IF p is a prime, then there are p-1 primitive roots of unity in the complex numbers (the p-th roots of unity form a cyclic subgroup of the multiplicative group of non-zero complex numbers of order p. by an elementary result in group theory, any non-identity element of this group is a generator, that is: any p-th root of unity BESIDES 1 is primitive).

now all these primitive p-th roots of unity satisfy the polynomial: x^{p-1}+ x^{p-2}+....+ x + 1 = (x^{p}- 1)/(x - 1).

to prove these p-1 primitive p-th roots of unity are linearly independent over Q, it suffices to prove that x^{p-1}+ x^{p-2}+....+ x + 1 = (x^{p}- 1)/(x - 1) is irreducible over Q, and by Gauss' lemma it suffices to prove irreducibility over Z.

if we call this polynomial P(x), note that if P(x) = f(x)g(x) for f,g in Z[x], then surely P(x+1) = f(x+1)g(x+1) = h(x)k(x) for some h,k in Z[x].
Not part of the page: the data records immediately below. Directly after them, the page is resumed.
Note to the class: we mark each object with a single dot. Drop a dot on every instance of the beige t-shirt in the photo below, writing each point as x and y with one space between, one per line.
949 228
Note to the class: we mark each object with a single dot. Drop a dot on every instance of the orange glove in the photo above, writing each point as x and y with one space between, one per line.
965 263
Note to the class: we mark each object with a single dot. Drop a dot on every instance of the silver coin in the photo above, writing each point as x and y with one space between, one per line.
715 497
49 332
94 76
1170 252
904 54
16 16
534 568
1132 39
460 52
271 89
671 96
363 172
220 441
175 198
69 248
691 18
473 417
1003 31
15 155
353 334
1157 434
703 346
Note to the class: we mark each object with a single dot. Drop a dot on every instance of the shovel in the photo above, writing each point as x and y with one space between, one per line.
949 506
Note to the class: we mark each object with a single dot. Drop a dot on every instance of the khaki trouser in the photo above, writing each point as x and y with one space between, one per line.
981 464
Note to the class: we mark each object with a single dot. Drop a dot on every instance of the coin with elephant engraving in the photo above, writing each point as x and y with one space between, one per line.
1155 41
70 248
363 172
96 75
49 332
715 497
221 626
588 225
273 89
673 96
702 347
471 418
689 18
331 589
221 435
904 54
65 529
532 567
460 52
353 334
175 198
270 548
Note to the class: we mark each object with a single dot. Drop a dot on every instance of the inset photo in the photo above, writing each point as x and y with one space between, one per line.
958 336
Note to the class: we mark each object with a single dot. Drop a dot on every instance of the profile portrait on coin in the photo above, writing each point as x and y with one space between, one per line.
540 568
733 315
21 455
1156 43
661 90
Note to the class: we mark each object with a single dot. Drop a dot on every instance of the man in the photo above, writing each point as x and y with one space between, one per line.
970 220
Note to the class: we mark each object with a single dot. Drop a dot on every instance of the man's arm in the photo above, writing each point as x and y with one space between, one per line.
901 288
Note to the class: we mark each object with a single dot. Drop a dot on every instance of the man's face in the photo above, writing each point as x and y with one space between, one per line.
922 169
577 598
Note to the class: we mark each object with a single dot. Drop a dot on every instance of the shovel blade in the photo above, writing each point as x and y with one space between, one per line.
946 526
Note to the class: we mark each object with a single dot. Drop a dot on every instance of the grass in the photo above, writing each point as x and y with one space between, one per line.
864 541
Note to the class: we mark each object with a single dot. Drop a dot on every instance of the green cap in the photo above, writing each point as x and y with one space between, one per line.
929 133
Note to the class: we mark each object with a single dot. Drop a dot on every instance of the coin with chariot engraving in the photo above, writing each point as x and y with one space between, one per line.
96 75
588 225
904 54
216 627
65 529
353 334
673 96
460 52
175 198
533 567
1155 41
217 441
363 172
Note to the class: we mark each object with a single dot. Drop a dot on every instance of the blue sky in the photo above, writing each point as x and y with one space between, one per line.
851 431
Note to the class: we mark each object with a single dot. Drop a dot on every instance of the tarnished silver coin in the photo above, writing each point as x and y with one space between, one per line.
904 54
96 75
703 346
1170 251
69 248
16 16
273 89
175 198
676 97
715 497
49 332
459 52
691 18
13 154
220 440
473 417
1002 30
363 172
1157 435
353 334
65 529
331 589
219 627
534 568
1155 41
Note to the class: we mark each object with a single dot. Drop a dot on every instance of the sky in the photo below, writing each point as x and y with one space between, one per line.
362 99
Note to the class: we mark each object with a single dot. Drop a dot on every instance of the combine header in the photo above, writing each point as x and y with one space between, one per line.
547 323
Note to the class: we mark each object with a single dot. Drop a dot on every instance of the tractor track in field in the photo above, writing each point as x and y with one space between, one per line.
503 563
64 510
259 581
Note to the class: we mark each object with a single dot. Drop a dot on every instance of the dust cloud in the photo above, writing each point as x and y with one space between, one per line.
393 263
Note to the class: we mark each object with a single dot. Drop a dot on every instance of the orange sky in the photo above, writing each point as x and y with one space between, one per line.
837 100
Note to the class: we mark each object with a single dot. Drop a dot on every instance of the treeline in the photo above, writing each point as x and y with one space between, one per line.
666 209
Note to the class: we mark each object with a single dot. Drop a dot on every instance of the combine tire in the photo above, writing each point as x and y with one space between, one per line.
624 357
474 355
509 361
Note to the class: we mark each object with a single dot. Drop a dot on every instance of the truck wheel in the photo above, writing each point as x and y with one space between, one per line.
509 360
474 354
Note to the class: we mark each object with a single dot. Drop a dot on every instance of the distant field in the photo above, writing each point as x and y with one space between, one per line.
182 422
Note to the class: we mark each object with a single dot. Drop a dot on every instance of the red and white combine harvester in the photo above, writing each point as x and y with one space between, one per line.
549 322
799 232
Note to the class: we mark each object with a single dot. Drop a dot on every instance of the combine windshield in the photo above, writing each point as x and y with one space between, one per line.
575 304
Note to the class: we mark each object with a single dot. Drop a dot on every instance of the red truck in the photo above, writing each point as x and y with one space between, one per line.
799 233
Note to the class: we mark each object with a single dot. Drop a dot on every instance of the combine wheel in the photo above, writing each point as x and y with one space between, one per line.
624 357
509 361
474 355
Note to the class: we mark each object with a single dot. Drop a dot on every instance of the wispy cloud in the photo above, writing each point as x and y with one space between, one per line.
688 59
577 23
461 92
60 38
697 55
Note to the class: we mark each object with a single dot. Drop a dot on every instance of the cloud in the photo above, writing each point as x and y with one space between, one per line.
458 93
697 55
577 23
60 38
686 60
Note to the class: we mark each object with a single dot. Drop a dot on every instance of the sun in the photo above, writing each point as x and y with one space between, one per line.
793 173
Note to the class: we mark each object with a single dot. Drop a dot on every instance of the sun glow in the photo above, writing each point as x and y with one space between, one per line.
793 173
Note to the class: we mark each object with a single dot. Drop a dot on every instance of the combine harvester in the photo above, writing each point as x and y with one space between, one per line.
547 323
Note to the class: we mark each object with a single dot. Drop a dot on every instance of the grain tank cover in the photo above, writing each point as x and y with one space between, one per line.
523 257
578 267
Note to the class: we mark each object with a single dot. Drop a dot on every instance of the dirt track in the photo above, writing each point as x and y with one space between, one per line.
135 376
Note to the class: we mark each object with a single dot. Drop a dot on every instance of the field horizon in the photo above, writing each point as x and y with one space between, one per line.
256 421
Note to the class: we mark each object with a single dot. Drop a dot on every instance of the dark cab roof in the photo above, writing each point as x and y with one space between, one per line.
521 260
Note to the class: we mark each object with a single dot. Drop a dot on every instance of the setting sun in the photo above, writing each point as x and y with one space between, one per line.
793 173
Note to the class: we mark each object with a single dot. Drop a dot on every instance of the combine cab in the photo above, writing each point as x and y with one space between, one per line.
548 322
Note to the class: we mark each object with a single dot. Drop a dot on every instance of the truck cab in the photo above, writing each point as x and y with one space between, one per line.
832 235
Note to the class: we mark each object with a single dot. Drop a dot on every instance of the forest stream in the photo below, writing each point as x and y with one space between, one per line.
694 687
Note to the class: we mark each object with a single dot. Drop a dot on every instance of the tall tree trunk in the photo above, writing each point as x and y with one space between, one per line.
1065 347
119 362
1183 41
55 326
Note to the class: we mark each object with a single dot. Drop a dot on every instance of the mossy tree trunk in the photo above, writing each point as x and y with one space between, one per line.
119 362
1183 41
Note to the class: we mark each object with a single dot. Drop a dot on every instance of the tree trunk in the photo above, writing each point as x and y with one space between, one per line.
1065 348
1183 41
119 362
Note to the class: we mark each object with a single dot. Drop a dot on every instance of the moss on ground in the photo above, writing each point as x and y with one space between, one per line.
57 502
but P(x+1) = ((x+1)^{p}- 1)/((x+1) - 1) = (1/x)((x+1)^{p}- 1) = x^{p-1}+ px^{p-2}+ [p(p-1)/2]x^{p-3}+.....+ [p(p-1)/2]x + p

by eisenstein's criterion, we have that p divides the coefficients of every x^{k}except the leading (monic) term, and p^{2}does not divide the constant term, so P(x+1) is irreducible over Z, hence P must be.

thus P(x) must be the minimal polynomial of each primitive p-th root of unity, for if some monic polynomial m(x) with deg(m) < deg(P) gave us for some primitive root ζ, m(ζ) = 0, and we choose the degree of m to be least among such polynomials, we have:

P(x) = q(x)m(x) + r(x), with deg(r) < deg(m). so that P(ζ) = q(ζ)m(ζ) + r(ζ), that is: 0 = 0 + r(ζ), contradicting the minimality of deg(m), unless r is the 0-polynomial. but that implies that P(x) is reducible, so there can be no such m for any primitive p-th root of unity ζ.

finally, let us show that the set {ζ,ζ^{2},....,ζ^{p-1}} is linearly independent over Q:

for suppose not: then there exist some a_{1},...,a_{p-1}not all 0 in Q for which:

a_{1}ζ +....+ a_{p-1}ζ^{p-1}= 0, that is: ζ satisfies the polynomial:

a_{1}x +... + a_{p-1}x^{p-1}= (x)(s(x)) where deg(s(x)) = p-2 < p-1 = deg(P).

since ζ is non-zero, and P is the minimal polynomial of ζ, we have a contradiction, so all the a_{j}must in fact be 0.

now any subset of a linearly independent set must also be linearly independent. the question might remain: what if we added 1 to our set, and subtracted some power of ζ?

it is easy to see that the set {1,ζ,....,ζ^{p-2}} is linearly independent (so we can take out ζ^{p-1}and add 1 without fear), by the same reasoning as above. so the only case left to establish is the set {1,ζ,...,ζ^{k-1},ζ^{k+1},...ζ^{p-1}} for 0 < k < p-1.

so suppose c_{0}+ c_{1}ζ +...+ c_{k-1}ζ^{k-1}+ c_{k+1}ζ^{k+1}+...+ c_{p-1}ζ^{p-1}= 0.

assume first that c_{p-1}≠ 0. letting d_{j}= c_{j}/c_{p-1}, we have that ζ is a root of:

d_{0}+ d_{1}x +...+ d_{k-1}x^{k-1}+ d_{k+1}x^{k+1}+...+ x^{p-1}= Q(x).

thus ζ is a root of P(x) - Q(x) = (1 - d_{0}) + (1 - d_{1})x +...+ (1 - d_{k-1})x^{k-1}+ x^{k}+ (1 - d_{k+1})x^{k+1}+...+ (1 - d^{p-2})x^{p-2}.

note that k ≤ deg(P - Q) ≤ p-2 < deg(P), (since the coefficient of x^{k}= 1), P - Q is not the 0-polynomial. but P is the minimal polynomial of ζ, so we again have a contradiction. thus we are forced to conclude that no such Q exists. since we only assumed c_{p-1}≠ 0, it must be the case c_{p-1}= 0, in which case the linear independence (over Q) of {1,ζ,...,ζ^{k-1},ζ^{k+1},...ζ^{p-1}} follows from that of {1,ζ,....,ζ^{p-2}}.